Prime Minister Boris Johnson has even been reported to have suggested the country host ‘COVID parties‘, not unlike those your parents might have sent you to in order to get chickenpox when you were younger.

That type of strategy is simply not going to fly in Australia where we have such low numbers of the virus anyway and have sacrificed so much to keep it out, however, there are other approaches that could work.

Singapore has recently announced it’s going to give up on treating COVID like a pandemic and simply approach it like any other virus.

“The bad news is that COVID-19 may never go away. The good news is that it is possible to live normally with it in our midst”.

That is what Singapore’s Trade Minister Gan Kim Yong, Finance Minister Lawrence Wong, and Health Minister Ong Ye Kung, published in a recent editorial in the Straits Times.

Singapore’s plan is to spend the next three months prepping the country for a ‘new normal’ where it will simply have to be lived with.

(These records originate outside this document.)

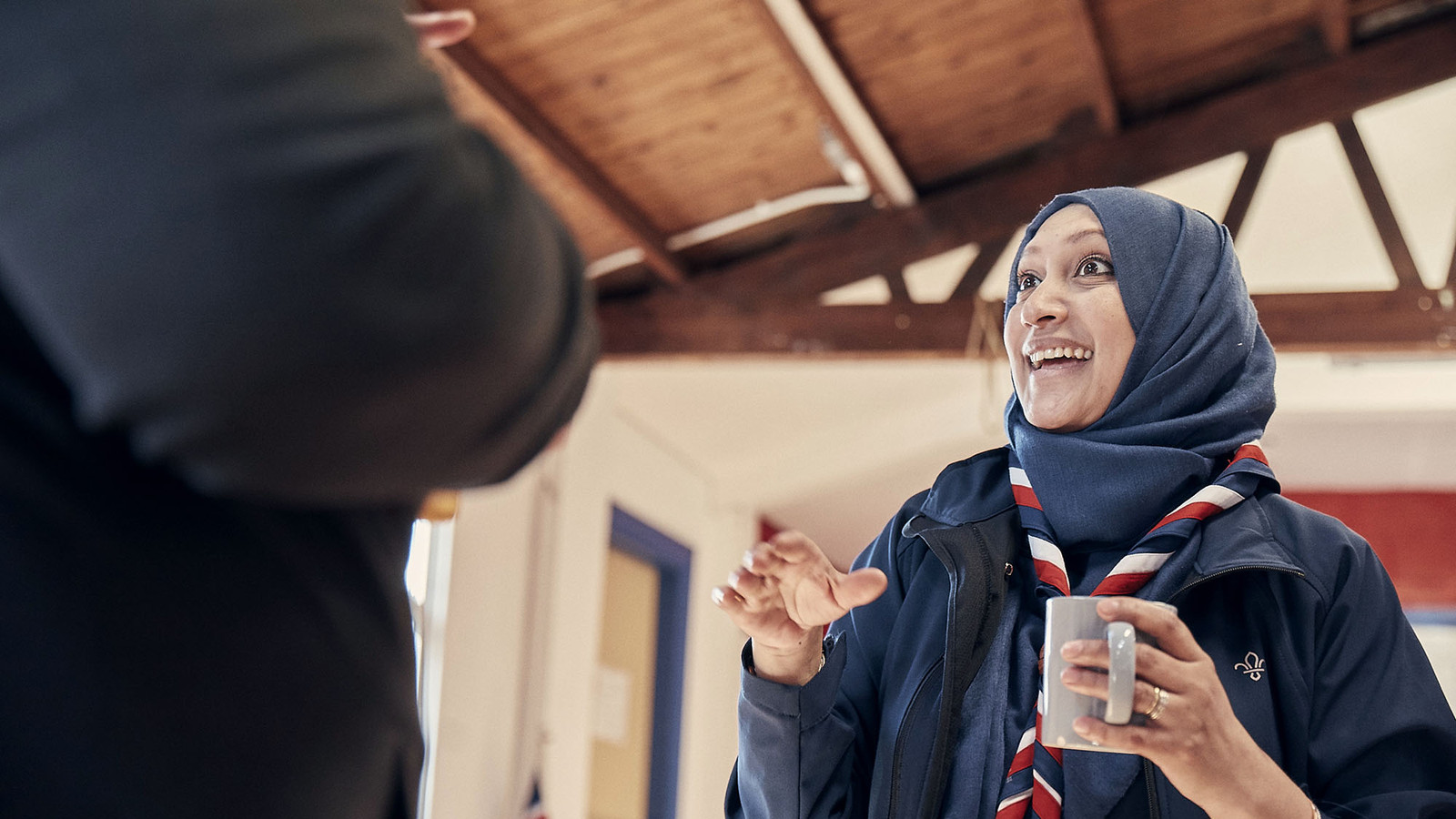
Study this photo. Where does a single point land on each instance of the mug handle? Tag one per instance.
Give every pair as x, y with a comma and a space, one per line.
1121, 672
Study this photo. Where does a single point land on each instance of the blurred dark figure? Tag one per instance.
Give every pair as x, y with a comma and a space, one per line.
259, 292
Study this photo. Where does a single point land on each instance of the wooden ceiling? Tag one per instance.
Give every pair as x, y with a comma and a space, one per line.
682, 140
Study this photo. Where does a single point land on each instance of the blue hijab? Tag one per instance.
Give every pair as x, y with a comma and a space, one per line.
1198, 383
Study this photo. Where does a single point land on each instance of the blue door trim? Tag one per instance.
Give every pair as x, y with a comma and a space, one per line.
673, 562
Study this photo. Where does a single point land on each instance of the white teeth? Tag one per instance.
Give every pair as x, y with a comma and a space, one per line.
1079, 353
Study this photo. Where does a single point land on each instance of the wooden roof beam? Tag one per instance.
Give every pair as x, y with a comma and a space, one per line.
1356, 322
1380, 206
1104, 98
1336, 25
989, 207
1242, 197
523, 116
839, 104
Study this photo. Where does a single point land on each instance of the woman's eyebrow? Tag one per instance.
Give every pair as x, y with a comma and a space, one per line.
1033, 248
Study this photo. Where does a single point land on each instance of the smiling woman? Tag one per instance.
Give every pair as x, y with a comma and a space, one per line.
1067, 334
1143, 382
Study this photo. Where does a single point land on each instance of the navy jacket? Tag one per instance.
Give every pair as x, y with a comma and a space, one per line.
1339, 691
259, 292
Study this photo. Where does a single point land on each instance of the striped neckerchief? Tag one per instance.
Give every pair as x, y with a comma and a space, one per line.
1033, 785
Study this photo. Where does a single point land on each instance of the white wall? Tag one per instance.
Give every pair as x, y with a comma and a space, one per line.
552, 522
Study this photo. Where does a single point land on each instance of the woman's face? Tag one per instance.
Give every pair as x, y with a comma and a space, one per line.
1067, 336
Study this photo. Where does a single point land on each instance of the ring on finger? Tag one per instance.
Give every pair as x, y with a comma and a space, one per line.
1159, 703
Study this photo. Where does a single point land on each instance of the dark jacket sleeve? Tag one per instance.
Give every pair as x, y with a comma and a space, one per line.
1382, 738
254, 239
808, 753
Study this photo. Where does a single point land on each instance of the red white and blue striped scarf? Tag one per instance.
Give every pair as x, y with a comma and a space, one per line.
1033, 785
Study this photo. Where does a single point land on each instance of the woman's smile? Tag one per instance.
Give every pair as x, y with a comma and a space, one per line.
1067, 334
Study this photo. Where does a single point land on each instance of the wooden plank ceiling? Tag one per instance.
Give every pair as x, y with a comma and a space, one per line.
725, 162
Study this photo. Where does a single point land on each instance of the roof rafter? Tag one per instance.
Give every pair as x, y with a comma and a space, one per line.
768, 303
995, 205
1378, 205
1363, 321
1106, 106
524, 118
791, 28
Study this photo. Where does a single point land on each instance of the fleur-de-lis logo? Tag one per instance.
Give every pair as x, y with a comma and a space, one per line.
1252, 666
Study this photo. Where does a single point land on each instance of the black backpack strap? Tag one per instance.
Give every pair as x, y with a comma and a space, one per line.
977, 557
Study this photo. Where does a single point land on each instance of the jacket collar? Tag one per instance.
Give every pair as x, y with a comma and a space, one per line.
979, 489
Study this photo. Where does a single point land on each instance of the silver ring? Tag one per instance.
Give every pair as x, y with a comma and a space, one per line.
1159, 703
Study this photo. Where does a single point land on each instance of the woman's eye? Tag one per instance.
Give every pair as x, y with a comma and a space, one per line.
1094, 266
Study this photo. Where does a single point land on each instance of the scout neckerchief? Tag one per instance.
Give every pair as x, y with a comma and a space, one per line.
1033, 785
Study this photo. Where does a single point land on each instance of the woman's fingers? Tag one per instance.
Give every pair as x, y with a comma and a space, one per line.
440, 29
1094, 683
1158, 622
1152, 663
756, 591
859, 588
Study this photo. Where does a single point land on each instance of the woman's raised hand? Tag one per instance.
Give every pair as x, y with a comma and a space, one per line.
1196, 738
783, 598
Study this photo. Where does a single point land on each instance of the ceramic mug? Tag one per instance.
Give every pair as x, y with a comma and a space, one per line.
1077, 618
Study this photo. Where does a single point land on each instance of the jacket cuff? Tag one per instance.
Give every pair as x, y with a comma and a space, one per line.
808, 703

That means no lockdowns, no isolation, and no restrictions. The country is not going to try and have no transmission, and will eventually stop announcing case numbers altogether.

It sounds mad for a virus that is far more deadly than the flu — even before it mutates.

Singapore’s approach however is largely predicated on the fact that they have vaccinated almost two third of their population with a single dose and will have two thirds fully vaccinated by August.

The plan, which could start at the end of September, only really works with high vaccination numbers.

So, in a roundabout way, there is really no alternative to getting the country fully vaccinated and until we do that, these lockdowns and setbacks are going to continue.